10. And, even as to what is advanced not on knowledge but on opinion, I do not think that the moderns are in general entitled to the preference. On controverted articles of faith both ought to be consulted with caution, as persons who may reasonably be thought prejudiced in favor of the tenets of their party. If in this respect there be a difference, it is entirely in favor of the ancients. An increase of years has brought to the church an increase of controversies. Disputes have multiplied, and been dogmatically decided. The consequence whereof is, that religion was not near so much moulded into the systematic form for many centuries, as it is in these latter ages. Every point was not, in ancient times, so minutely discussed, and every thing, even to the phraseology, settled, in the several sects, with so much hypercritical and metaphysical, not to say sophistical subtilty, as at present. They were, therefore, if not entirely free, much less entangled with decisions merely human, than more recent commentators; too many of whom seem to have had it for their principal object, to bring the language of Scripture to as close a conformity as possible to their own standard, and make it speak the dialect of their sect.
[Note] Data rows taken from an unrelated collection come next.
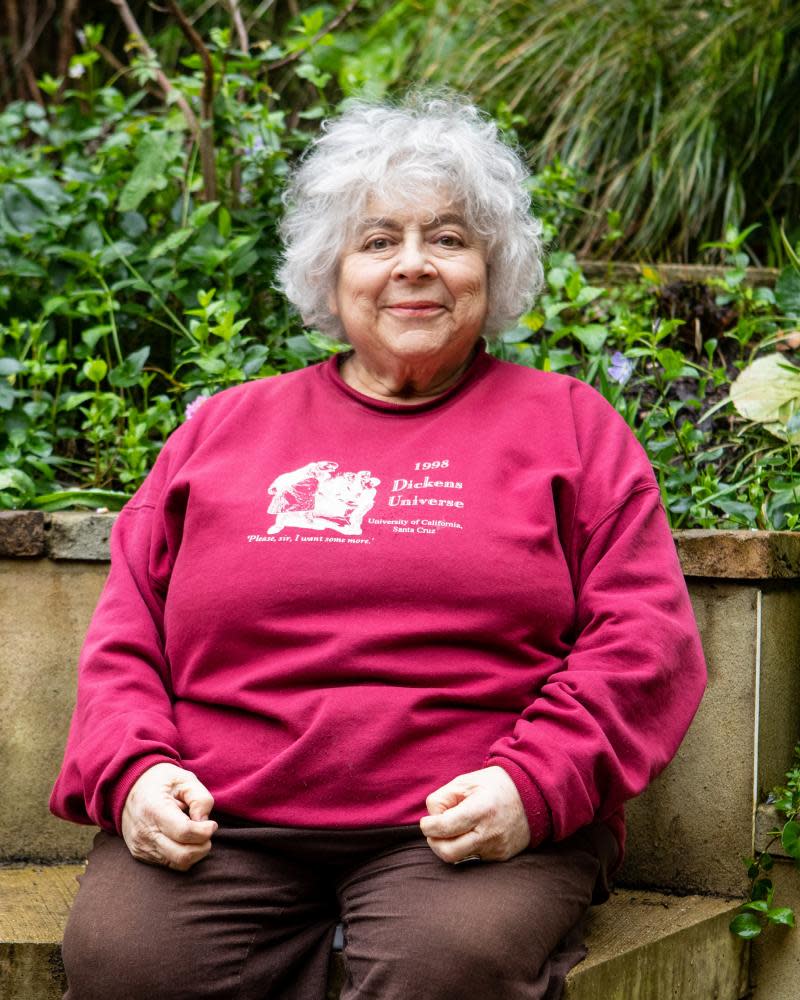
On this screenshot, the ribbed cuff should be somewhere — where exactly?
[108,754,182,836]
[484,757,553,847]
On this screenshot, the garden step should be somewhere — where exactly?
[0,865,748,1000]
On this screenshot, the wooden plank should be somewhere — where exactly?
[0,865,83,944]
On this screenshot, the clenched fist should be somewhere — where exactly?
[419,767,531,864]
[122,764,217,871]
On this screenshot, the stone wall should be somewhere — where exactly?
[0,512,800,895]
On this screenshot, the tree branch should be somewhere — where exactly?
[167,0,217,201]
[111,0,200,137]
[228,0,250,55]
[56,0,81,79]
[267,0,359,72]
[246,0,275,31]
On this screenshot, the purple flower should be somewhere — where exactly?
[608,351,633,385]
[244,135,267,156]
[186,396,208,420]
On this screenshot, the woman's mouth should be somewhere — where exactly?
[386,299,444,316]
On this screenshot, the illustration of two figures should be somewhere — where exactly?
[267,462,380,535]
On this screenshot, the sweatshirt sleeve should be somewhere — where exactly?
[50,431,192,832]
[485,378,706,844]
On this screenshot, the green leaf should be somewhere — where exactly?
[33,490,130,511]
[15,177,72,211]
[108,346,150,388]
[775,267,800,319]
[81,323,112,351]
[117,132,180,212]
[2,184,45,233]
[751,878,773,905]
[189,201,219,229]
[765,906,794,927]
[573,323,608,354]
[81,358,108,384]
[781,820,800,861]
[119,212,147,240]
[730,913,761,941]
[656,347,686,379]
[147,226,194,260]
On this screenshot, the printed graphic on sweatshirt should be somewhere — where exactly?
[247,458,465,545]
[267,461,380,535]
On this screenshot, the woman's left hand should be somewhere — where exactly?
[419,767,531,864]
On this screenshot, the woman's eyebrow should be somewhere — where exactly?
[358,212,466,232]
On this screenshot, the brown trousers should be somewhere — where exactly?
[64,816,616,1000]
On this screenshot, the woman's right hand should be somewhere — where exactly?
[122,763,217,872]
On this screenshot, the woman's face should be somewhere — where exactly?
[331,196,487,371]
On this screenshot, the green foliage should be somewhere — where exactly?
[730,743,800,939]
[484,210,800,530]
[0,0,424,510]
[418,0,800,260]
[0,7,800,529]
So much for the preference I give to the ancient, particularly to the Greek expounders of Scripture, when they confine themselves to the grammatical sense; and so much for the regard to which I think the early christian writers justly entitled.

11. To the aid we may have from them, I add that of the ancient versions, and, last of all, that of modern scholiasts, annotators, and translators. In the choice of these, we ought to be more influenced by the acknowledged learning, discernment, and candour of the person, than by the religious denomination to which he belonged, or the side which, on contested articles, he most favored. So far from limiting ourselves to those of one sect, or of one set of tenets, it is only by the free use of the criticisms and arguments of opposite sides, as urged by themselves, that undue prepossessions are best cured, or even prevented. We have heard of poisons which serve VOL. I.